これ以降、数々の律法違反が続きます。(1)大祭司が衣を引き裂くのは、律法違反です。(2)訴訟を指揮している大祭司が、自分の判断を差しはさむのは律法違反です。しかし彼は、証人もなしに、「神をけがすことばを聞いた」と断じています。(3)通常は、有罪判決があって3日後に、量刑が決まります。しかしこの時は、議員たち全員で「死刑に当たる罪がある」と決めています。これもまた、律法違反です。(4)本来、全会一致の決定は認められていませんでした。そうなるのは、事前工作があったと推測されるからです。全会一致の場合は、無罪が宣告されました。イエスの裁判では、この規定も無視されています。(5)議員たちは、イエスの顔につばきをかけ、こぶしでなぐりつけ、平手で打っています。これらの行為は、すべて罰金刑に値します。しかし、罰金が課されたという記録はありません。

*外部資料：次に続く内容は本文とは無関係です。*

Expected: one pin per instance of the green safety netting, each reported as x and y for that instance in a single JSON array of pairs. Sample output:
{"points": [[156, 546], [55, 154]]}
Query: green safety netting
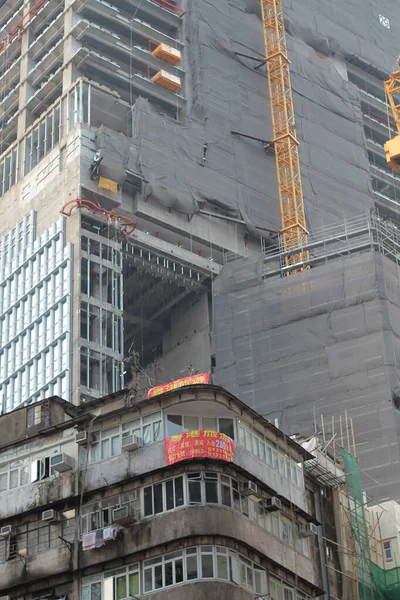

イエスの裁判には、正義も秩序もありませんでした。一刻でも早く死刑を宣言したいだけでした。王の王である方を裁くとは、なんと愚かで、恐れ多いことでしょうか。私たちもまた、王であるイエスを平気で裁いているような時があります。霊の目が開かれ、イエスの前にひざまずく者とされるように、祈りましょう。
きょうの祈り
イエス・キリストの父なる神さま。イエスは主であり、王の王です。どうか私が、イエスを裁くような愚かなことをすることのありませんように、知恵と霊的な目を与えてください。主イエス・キリストの御名によって祈ります。アーメン。